O glifosato é o principal ingrediente ativo de diversos agrotóxicos, entre eles, o Roundup, fabricado pela multinacional Monsanto/Bayer, que nos últimos anos respondeu nos tribunais americanos a uma série de processos de pacientes com câncer, que afirmam terem desenvolvido a doença devido ao uso do produto. Além disso, no ano passado, um estudo associou a substância a convulsões em animais.
Registrado em 130 países, o glifosato tem sua utilização aprovada para mais de 100 cultivos diferentes. É o agrotóxico mais vendido no Brasil e em 2019, sob o governo de Jair Bolsonaro, deixou de ser considerado “extremamente tóxico” após uma mudança feita na Anvisa.
Além disso, em nosso país, o resíduo autorizado desse herbicida na água potável é cinco mil vezes maior do que na União Europeia.
Nos anos recentes, houve uma explosão no Brasil de novos registros e permissões para o emprego de herbicidas, pesticidas ou defensivos agrícolas, um nome mais moderno e menos chamativo que vem sendo usado pelo setor agrícola. Só em 2019, foram liberados 353 agrotóxicos no país (leia mais aqui).

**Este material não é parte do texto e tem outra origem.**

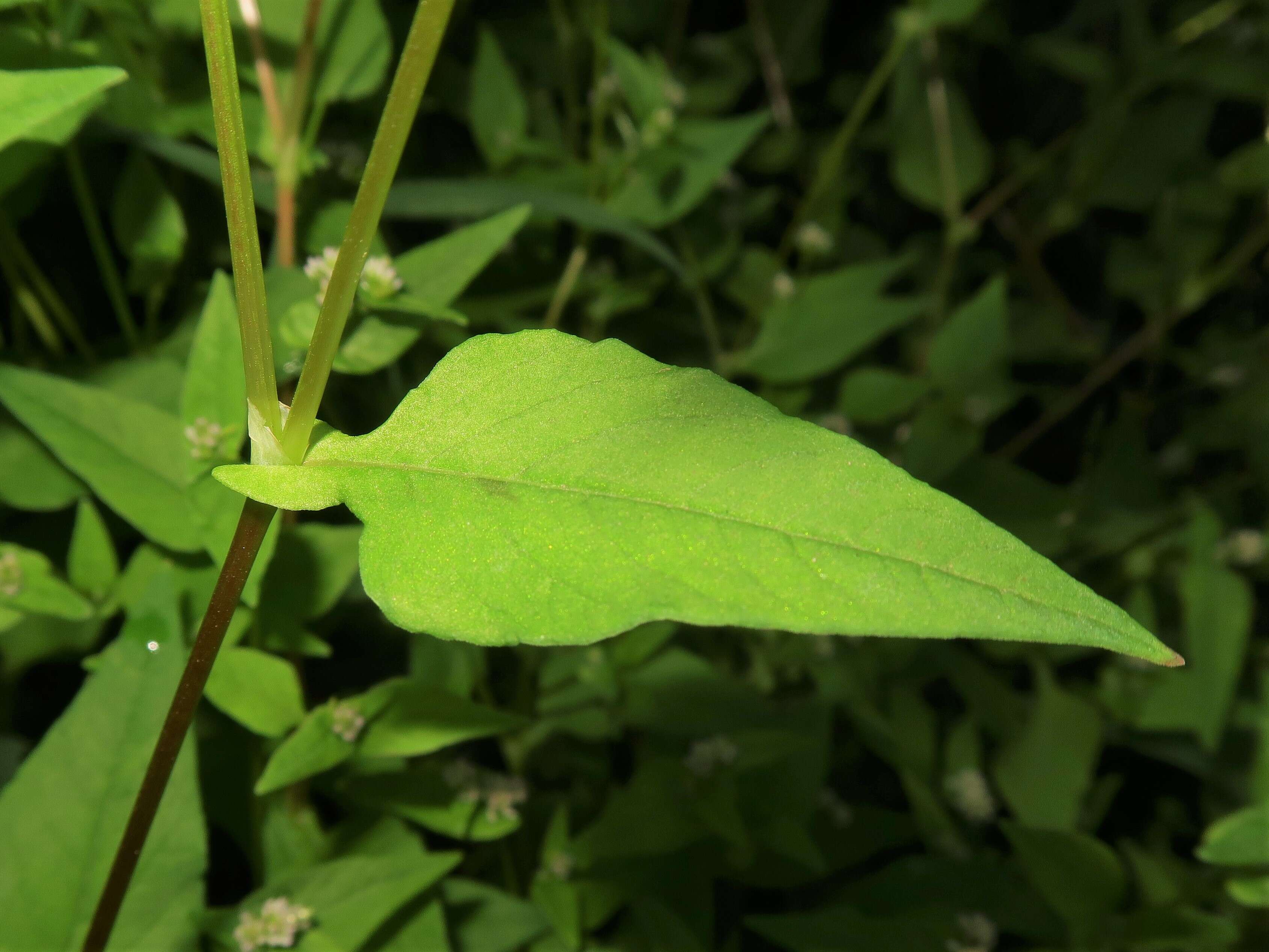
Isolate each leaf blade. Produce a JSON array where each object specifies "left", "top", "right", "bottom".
[{"left": 216, "top": 331, "right": 1175, "bottom": 662}]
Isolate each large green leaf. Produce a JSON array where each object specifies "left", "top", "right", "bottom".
[
  {"left": 0, "top": 66, "right": 128, "bottom": 148},
  {"left": 0, "top": 629, "right": 207, "bottom": 952},
  {"left": 216, "top": 331, "right": 1179, "bottom": 664},
  {"left": 0, "top": 365, "right": 202, "bottom": 552}
]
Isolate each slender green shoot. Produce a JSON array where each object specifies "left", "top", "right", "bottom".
[
  {"left": 66, "top": 142, "right": 141, "bottom": 348},
  {"left": 199, "top": 0, "right": 282, "bottom": 452},
  {"left": 542, "top": 243, "right": 589, "bottom": 327},
  {"left": 282, "top": 0, "right": 454, "bottom": 462},
  {"left": 0, "top": 214, "right": 97, "bottom": 361}
]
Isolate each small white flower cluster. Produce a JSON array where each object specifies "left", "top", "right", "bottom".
[
  {"left": 771, "top": 272, "right": 797, "bottom": 298},
  {"left": 305, "top": 246, "right": 405, "bottom": 305},
  {"left": 234, "top": 898, "right": 314, "bottom": 952},
  {"left": 1216, "top": 528, "right": 1265, "bottom": 566},
  {"left": 683, "top": 734, "right": 740, "bottom": 777},
  {"left": 1207, "top": 363, "right": 1248, "bottom": 390},
  {"left": 943, "top": 767, "right": 997, "bottom": 822},
  {"left": 330, "top": 701, "right": 365, "bottom": 744},
  {"left": 185, "top": 416, "right": 225, "bottom": 460},
  {"left": 793, "top": 221, "right": 834, "bottom": 255},
  {"left": 0, "top": 548, "right": 23, "bottom": 598},
  {"left": 362, "top": 255, "right": 405, "bottom": 301},
  {"left": 948, "top": 913, "right": 1000, "bottom": 952},
  {"left": 542, "top": 849, "right": 573, "bottom": 880},
  {"left": 442, "top": 759, "right": 529, "bottom": 822},
  {"left": 820, "top": 787, "right": 855, "bottom": 830}
]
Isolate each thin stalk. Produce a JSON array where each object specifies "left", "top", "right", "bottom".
[
  {"left": 675, "top": 226, "right": 729, "bottom": 376},
  {"left": 0, "top": 213, "right": 97, "bottom": 361},
  {"left": 747, "top": 0, "right": 793, "bottom": 130},
  {"left": 921, "top": 33, "right": 961, "bottom": 233},
  {"left": 0, "top": 255, "right": 63, "bottom": 357},
  {"left": 199, "top": 0, "right": 282, "bottom": 442},
  {"left": 779, "top": 23, "right": 913, "bottom": 260},
  {"left": 542, "top": 237, "right": 589, "bottom": 327},
  {"left": 282, "top": 0, "right": 454, "bottom": 462},
  {"left": 273, "top": 0, "right": 322, "bottom": 268},
  {"left": 921, "top": 33, "right": 964, "bottom": 325},
  {"left": 83, "top": 499, "right": 277, "bottom": 952},
  {"left": 66, "top": 142, "right": 141, "bottom": 348},
  {"left": 590, "top": 0, "right": 608, "bottom": 199},
  {"left": 238, "top": 0, "right": 285, "bottom": 146},
  {"left": 996, "top": 222, "right": 1269, "bottom": 460},
  {"left": 1172, "top": 0, "right": 1246, "bottom": 46}
]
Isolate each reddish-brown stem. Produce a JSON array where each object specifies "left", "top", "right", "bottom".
[
  {"left": 273, "top": 178, "right": 296, "bottom": 268},
  {"left": 83, "top": 499, "right": 277, "bottom": 952}
]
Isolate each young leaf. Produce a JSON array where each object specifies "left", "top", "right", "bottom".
[
  {"left": 1194, "top": 802, "right": 1269, "bottom": 866},
  {"left": 741, "top": 255, "right": 926, "bottom": 383},
  {"left": 383, "top": 179, "right": 687, "bottom": 278},
  {"left": 441, "top": 876, "right": 551, "bottom": 952},
  {"left": 928, "top": 278, "right": 1009, "bottom": 394},
  {"left": 1136, "top": 509, "right": 1255, "bottom": 750},
  {"left": 216, "top": 331, "right": 1179, "bottom": 664},
  {"left": 0, "top": 542, "right": 93, "bottom": 621},
  {"left": 0, "top": 365, "right": 202, "bottom": 552},
  {"left": 255, "top": 682, "right": 397, "bottom": 795},
  {"left": 180, "top": 272, "right": 246, "bottom": 475},
  {"left": 0, "top": 629, "right": 207, "bottom": 952},
  {"left": 0, "top": 66, "right": 128, "bottom": 148},
  {"left": 0, "top": 414, "right": 85, "bottom": 511},
  {"left": 362, "top": 682, "right": 525, "bottom": 756},
  {"left": 216, "top": 851, "right": 462, "bottom": 952},
  {"left": 112, "top": 152, "right": 189, "bottom": 292},
  {"left": 609, "top": 113, "right": 770, "bottom": 228},
  {"left": 332, "top": 204, "right": 530, "bottom": 373},
  {"left": 890, "top": 51, "right": 991, "bottom": 212},
  {"left": 467, "top": 27, "right": 529, "bottom": 169},
  {"left": 207, "top": 647, "right": 305, "bottom": 738},
  {"left": 995, "top": 671, "right": 1102, "bottom": 830},
  {"left": 66, "top": 499, "right": 119, "bottom": 600},
  {"left": 1001, "top": 821, "right": 1124, "bottom": 947}
]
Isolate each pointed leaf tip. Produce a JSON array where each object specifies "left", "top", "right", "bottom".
[{"left": 217, "top": 330, "right": 1176, "bottom": 664}]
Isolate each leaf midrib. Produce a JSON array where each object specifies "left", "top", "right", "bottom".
[{"left": 301, "top": 458, "right": 1129, "bottom": 638}]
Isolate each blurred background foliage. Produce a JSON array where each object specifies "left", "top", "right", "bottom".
[{"left": 0, "top": 0, "right": 1269, "bottom": 952}]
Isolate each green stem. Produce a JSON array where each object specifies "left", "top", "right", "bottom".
[
  {"left": 274, "top": 0, "right": 322, "bottom": 268},
  {"left": 199, "top": 0, "right": 282, "bottom": 447},
  {"left": 66, "top": 142, "right": 140, "bottom": 348},
  {"left": 779, "top": 20, "right": 913, "bottom": 260},
  {"left": 283, "top": 0, "right": 454, "bottom": 462}
]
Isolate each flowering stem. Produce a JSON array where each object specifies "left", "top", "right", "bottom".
[
  {"left": 273, "top": 0, "right": 321, "bottom": 268},
  {"left": 83, "top": 499, "right": 277, "bottom": 952},
  {"left": 283, "top": 0, "right": 454, "bottom": 462},
  {"left": 199, "top": 0, "right": 282, "bottom": 441}
]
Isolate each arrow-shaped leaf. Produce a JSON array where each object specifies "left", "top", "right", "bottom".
[{"left": 216, "top": 331, "right": 1179, "bottom": 664}]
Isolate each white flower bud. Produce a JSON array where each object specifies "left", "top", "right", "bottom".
[
  {"left": 330, "top": 701, "right": 365, "bottom": 744},
  {"left": 0, "top": 548, "right": 23, "bottom": 598},
  {"left": 943, "top": 767, "right": 996, "bottom": 824}
]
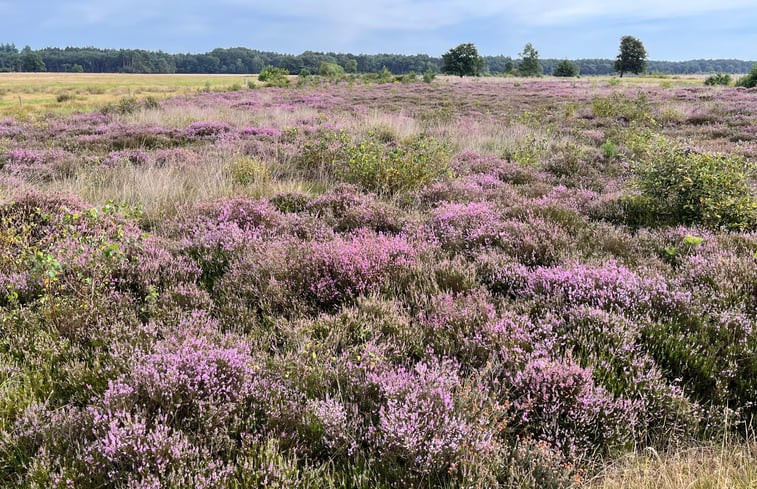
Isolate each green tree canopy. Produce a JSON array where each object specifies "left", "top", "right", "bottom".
[
  {"left": 552, "top": 59, "right": 578, "bottom": 77},
  {"left": 518, "top": 42, "right": 544, "bottom": 76},
  {"left": 442, "top": 43, "right": 484, "bottom": 76},
  {"left": 21, "top": 46, "right": 45, "bottom": 71},
  {"left": 615, "top": 36, "right": 647, "bottom": 78}
]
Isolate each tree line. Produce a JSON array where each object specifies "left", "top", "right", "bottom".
[{"left": 0, "top": 44, "right": 754, "bottom": 75}]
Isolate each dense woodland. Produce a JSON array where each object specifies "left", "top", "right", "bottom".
[{"left": 0, "top": 44, "right": 754, "bottom": 75}]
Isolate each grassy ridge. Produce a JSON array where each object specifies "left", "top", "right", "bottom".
[{"left": 0, "top": 74, "right": 757, "bottom": 489}]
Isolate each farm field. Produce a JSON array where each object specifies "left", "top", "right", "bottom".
[
  {"left": 0, "top": 75, "right": 757, "bottom": 488},
  {"left": 0, "top": 73, "right": 704, "bottom": 119},
  {"left": 0, "top": 73, "right": 255, "bottom": 118}
]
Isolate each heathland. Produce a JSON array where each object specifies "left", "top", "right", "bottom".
[{"left": 0, "top": 75, "right": 757, "bottom": 489}]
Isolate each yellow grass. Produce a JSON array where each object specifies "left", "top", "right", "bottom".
[
  {"left": 0, "top": 73, "right": 704, "bottom": 118},
  {"left": 580, "top": 440, "right": 757, "bottom": 489},
  {"left": 0, "top": 73, "right": 257, "bottom": 117}
]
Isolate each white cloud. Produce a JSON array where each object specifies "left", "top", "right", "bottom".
[{"left": 220, "top": 0, "right": 757, "bottom": 30}]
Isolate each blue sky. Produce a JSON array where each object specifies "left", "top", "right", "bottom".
[{"left": 0, "top": 0, "right": 757, "bottom": 60}]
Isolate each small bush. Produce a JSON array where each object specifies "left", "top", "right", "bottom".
[
  {"left": 423, "top": 68, "right": 436, "bottom": 83},
  {"left": 636, "top": 138, "right": 757, "bottom": 230},
  {"left": 258, "top": 66, "right": 289, "bottom": 87},
  {"left": 736, "top": 64, "right": 757, "bottom": 88},
  {"left": 704, "top": 73, "right": 731, "bottom": 87},
  {"left": 336, "top": 135, "right": 450, "bottom": 194},
  {"left": 319, "top": 61, "right": 344, "bottom": 80},
  {"left": 552, "top": 59, "right": 578, "bottom": 77}
]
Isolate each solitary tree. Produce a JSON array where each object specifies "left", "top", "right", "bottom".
[
  {"left": 20, "top": 46, "right": 45, "bottom": 71},
  {"left": 344, "top": 59, "right": 357, "bottom": 73},
  {"left": 615, "top": 36, "right": 647, "bottom": 78},
  {"left": 442, "top": 43, "right": 484, "bottom": 77},
  {"left": 518, "top": 42, "right": 544, "bottom": 76},
  {"left": 552, "top": 59, "right": 578, "bottom": 77}
]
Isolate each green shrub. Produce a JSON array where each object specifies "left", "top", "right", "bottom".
[
  {"left": 423, "top": 68, "right": 436, "bottom": 83},
  {"left": 704, "top": 73, "right": 731, "bottom": 87},
  {"left": 736, "top": 64, "right": 757, "bottom": 88},
  {"left": 258, "top": 66, "right": 289, "bottom": 87},
  {"left": 591, "top": 92, "right": 652, "bottom": 123},
  {"left": 552, "top": 59, "right": 578, "bottom": 77},
  {"left": 636, "top": 137, "right": 757, "bottom": 230},
  {"left": 336, "top": 134, "right": 450, "bottom": 194},
  {"left": 601, "top": 139, "right": 620, "bottom": 160},
  {"left": 319, "top": 61, "right": 344, "bottom": 79}
]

Isso fez com que na última década, entre 2010 e 2021, o uso desses produtos dobrasse nas lavouras brasileiras. O dado é do livro “Agrotóxicos e Colonialismo Químico”, escrito por Larissa Bombardi, pesquisadora e professora do Departamento de Geografia da Universidade de São Paulo (USP) e do IRD Institut de Recherche pour le Développement, da França.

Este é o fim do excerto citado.